ABUJA, Nigeria
More than 1,800 inmates have escaped after a heavily armed gang attacked a prison in southern Nigeria using explosives, correctional authorities said Monday. It is one of the West African country's largest prison breaks.
The attackers blasted their way into the Owerri
prison in Imo state, engaging guards in a gun battle and freeing inmates, the
national corrections authority said in a statement.
"I can confirm that the Imo State command
of the Nigerian Correctional Service was attacked by unknown gunmen in
Owerri," Imo state corrections service spokesman James Madugba told AFP,
adding that the number of escaped inmates was yet to be confirmed.
"The situation is under control," he
said.
The assailants arrived in pickup trucks and
buses before storming the facility, the correction authority said. No
group claimed responsibility for the assault, though President Muhammadu Buhari
called the attack an "act of terrorism" carried out by anarchists and
urged security forces to capture the assailants and the escaped
detainees.
Prisons in Africa's most populous country are
often overcrowded, and as many as 70% of inmates can be held awaiting trial for
years. The governor of neighbouring Abia state imposed a night curfew on
two towns there, a statement said, to protect local residents without direct
reference to the prison attack.
Imo state is part of a region that has long been
a hotbed for Nigerian separatist groups and where tensions between federal
authorities and the indigenous Igbo population are often high. The
Indigenous People of Biafra (IPOB) separatist movement has recently been
posting videos on social media of dozens of its militiamen in training.

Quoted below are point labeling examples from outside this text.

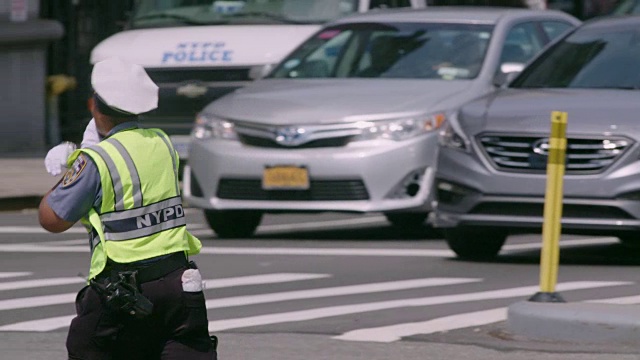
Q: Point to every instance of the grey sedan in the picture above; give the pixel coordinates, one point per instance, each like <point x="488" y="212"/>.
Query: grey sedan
<point x="348" y="121"/>
<point x="491" y="177"/>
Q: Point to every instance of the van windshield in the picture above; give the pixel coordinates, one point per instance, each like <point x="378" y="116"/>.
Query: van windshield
<point x="154" y="13"/>
<point x="449" y="51"/>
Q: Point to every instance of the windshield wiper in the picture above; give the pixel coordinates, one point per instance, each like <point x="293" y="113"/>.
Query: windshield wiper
<point x="266" y="14"/>
<point x="181" y="18"/>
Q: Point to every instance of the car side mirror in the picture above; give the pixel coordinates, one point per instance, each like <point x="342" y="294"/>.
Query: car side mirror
<point x="259" y="72"/>
<point x="507" y="72"/>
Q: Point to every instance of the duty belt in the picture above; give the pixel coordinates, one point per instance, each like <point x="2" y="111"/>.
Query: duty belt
<point x="147" y="271"/>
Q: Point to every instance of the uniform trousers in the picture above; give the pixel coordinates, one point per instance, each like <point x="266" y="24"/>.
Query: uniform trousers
<point x="177" y="329"/>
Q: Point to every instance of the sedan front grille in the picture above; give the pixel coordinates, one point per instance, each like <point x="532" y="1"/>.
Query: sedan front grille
<point x="319" y="190"/>
<point x="529" y="153"/>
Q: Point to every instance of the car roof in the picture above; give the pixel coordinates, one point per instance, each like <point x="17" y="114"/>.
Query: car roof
<point x="619" y="22"/>
<point x="456" y="14"/>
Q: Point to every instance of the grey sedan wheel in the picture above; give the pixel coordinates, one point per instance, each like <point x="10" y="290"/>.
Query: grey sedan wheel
<point x="475" y="243"/>
<point x="233" y="223"/>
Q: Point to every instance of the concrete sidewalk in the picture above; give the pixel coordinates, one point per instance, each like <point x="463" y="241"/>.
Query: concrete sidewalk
<point x="24" y="181"/>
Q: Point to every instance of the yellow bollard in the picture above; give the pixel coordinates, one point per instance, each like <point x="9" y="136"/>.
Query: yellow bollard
<point x="551" y="227"/>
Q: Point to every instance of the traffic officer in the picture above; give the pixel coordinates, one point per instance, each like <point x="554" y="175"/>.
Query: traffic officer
<point x="145" y="298"/>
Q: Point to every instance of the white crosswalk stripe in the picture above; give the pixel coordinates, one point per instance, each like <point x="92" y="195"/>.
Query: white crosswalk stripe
<point x="385" y="333"/>
<point x="319" y="313"/>
<point x="232" y="301"/>
<point x="397" y="331"/>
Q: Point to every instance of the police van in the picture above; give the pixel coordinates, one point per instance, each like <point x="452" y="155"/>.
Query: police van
<point x="196" y="51"/>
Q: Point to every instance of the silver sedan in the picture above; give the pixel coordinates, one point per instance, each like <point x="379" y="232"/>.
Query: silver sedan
<point x="349" y="120"/>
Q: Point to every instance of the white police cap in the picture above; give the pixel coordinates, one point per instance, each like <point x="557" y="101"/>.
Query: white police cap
<point x="124" y="87"/>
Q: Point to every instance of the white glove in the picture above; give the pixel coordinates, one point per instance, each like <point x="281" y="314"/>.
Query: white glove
<point x="90" y="136"/>
<point x="56" y="160"/>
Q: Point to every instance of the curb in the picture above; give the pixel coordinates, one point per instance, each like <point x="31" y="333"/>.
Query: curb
<point x="575" y="322"/>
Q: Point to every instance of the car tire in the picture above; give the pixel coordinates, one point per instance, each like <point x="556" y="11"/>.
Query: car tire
<point x="407" y="220"/>
<point x="233" y="223"/>
<point x="631" y="239"/>
<point x="471" y="243"/>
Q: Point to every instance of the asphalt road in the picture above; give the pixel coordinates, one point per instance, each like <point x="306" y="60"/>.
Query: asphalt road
<point x="326" y="286"/>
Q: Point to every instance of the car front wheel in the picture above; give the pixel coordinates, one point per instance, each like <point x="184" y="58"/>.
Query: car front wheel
<point x="471" y="243"/>
<point x="233" y="223"/>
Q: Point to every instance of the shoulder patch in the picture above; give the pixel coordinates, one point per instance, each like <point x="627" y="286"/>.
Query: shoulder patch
<point x="76" y="169"/>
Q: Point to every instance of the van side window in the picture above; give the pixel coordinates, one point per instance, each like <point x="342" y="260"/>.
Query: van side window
<point x="553" y="29"/>
<point x="385" y="4"/>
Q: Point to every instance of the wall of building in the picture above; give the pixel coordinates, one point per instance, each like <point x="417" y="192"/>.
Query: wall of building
<point x="23" y="43"/>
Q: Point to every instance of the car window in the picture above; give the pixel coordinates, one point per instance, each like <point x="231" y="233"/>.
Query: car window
<point x="627" y="7"/>
<point x="554" y="29"/>
<point x="522" y="44"/>
<point x="405" y="50"/>
<point x="587" y="59"/>
<point x="382" y="4"/>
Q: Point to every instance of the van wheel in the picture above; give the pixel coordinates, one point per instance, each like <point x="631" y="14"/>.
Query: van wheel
<point x="407" y="220"/>
<point x="471" y="243"/>
<point x="233" y="223"/>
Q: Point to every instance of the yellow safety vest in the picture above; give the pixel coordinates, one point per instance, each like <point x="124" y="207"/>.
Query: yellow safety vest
<point x="141" y="215"/>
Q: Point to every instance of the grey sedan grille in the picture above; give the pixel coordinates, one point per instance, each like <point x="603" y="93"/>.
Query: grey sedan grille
<point x="529" y="153"/>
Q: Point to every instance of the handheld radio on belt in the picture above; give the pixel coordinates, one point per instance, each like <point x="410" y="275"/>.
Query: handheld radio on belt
<point x="123" y="295"/>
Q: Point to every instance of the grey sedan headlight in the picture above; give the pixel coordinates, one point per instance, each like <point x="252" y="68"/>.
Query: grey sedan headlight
<point x="451" y="136"/>
<point x="212" y="127"/>
<point x="400" y="129"/>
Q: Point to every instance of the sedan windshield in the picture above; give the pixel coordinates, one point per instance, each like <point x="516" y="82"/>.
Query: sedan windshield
<point x="593" y="58"/>
<point x="399" y="50"/>
<point x="152" y="13"/>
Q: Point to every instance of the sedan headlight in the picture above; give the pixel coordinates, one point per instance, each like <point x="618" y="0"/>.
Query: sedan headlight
<point x="399" y="129"/>
<point x="451" y="135"/>
<point x="211" y="127"/>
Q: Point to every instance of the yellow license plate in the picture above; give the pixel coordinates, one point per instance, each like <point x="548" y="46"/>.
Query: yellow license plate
<point x="285" y="178"/>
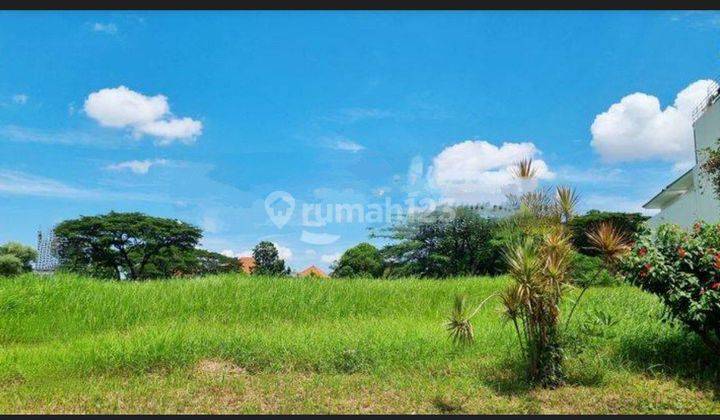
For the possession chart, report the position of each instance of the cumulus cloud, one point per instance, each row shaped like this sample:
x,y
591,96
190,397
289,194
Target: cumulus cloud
x,y
637,128
140,167
478,171
108,28
144,115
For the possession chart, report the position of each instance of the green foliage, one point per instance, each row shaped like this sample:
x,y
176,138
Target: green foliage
x,y
362,260
267,260
711,167
628,223
127,245
683,269
207,262
10,265
586,270
447,242
14,253
140,340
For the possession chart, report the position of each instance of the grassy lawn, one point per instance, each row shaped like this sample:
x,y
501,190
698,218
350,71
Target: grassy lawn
x,y
238,344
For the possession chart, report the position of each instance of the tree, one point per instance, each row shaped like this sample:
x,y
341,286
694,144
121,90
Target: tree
x,y
362,260
126,245
267,261
711,167
682,269
25,255
451,241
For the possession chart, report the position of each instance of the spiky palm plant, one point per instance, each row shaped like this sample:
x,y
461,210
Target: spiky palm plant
x,y
540,273
566,199
524,169
458,323
612,243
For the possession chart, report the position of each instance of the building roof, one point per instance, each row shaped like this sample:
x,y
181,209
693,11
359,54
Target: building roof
x,y
247,264
670,193
312,271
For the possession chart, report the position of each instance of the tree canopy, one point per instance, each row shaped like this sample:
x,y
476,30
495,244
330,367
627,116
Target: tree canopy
x,y
127,245
267,260
452,241
362,260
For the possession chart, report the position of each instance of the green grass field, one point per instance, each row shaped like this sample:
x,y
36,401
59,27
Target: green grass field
x,y
239,344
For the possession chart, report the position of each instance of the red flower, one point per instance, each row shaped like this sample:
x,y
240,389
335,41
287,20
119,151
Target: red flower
x,y
681,252
645,270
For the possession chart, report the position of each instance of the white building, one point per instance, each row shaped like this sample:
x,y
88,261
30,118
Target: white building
x,y
691,197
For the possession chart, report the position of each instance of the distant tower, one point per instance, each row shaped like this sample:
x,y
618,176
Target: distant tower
x,y
47,260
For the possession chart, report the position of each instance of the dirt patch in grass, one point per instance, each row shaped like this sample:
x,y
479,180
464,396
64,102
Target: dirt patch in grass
x,y
218,368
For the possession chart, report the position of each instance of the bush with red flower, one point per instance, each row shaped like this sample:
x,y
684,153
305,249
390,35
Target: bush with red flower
x,y
683,269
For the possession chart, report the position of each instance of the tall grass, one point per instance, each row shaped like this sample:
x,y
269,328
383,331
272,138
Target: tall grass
x,y
65,325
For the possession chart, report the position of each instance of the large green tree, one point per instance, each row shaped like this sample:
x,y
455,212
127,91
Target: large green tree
x,y
362,260
451,241
127,245
268,261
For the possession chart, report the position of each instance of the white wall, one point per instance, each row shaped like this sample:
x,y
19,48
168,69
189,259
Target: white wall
x,y
700,203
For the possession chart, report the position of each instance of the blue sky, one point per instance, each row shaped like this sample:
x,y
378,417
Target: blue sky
x,y
201,115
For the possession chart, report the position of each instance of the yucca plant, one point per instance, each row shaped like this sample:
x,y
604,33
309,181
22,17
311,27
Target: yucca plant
x,y
531,303
540,274
566,199
524,169
611,243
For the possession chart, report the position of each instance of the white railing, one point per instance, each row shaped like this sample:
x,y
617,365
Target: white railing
x,y
713,92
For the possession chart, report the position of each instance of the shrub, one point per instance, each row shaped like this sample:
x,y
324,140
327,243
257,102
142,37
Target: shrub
x,y
10,265
683,269
362,260
628,223
267,260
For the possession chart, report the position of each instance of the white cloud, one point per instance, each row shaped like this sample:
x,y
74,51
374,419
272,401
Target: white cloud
x,y
348,145
330,258
636,128
478,171
284,252
350,115
20,98
183,129
144,115
23,184
137,166
108,28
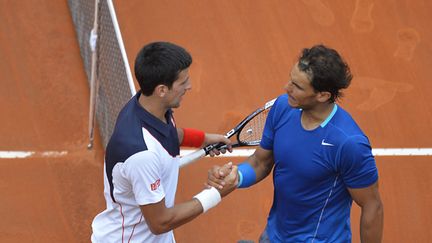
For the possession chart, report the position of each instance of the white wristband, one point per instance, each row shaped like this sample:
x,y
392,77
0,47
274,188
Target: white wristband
x,y
208,198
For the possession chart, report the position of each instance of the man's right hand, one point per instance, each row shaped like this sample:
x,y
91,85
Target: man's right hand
x,y
224,178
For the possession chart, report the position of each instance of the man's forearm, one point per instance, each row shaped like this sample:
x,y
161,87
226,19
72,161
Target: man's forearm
x,y
371,223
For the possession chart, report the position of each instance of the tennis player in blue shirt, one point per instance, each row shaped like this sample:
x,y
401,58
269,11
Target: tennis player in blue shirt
x,y
321,159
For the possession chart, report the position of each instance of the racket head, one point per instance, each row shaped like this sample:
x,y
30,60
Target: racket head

Authorities imposed a curfew on parts of Imo
state earlier this year after clashes between the army and the local
militia.
But IPOB spokesman Emmanuel Powerful rejected
any involvement in the Imo prison attack in a statement sent to AFP, dismissing
any accusations.
Calls for a separate state of Biafra in the
south are a sensitive subject in Nigeria, after a unilateral declaration of
independence from British rule in 1967 sparked a brutal 30-month civil
war.
Buhari is facing several security challenges including a more than decadelong jihadist insurgency in Nigeria's northeast, a spate of mass kidnappings by criminal gangs in the northwest and a surge in piracy on commercial shipping in the Gulf of Guinea off the coast.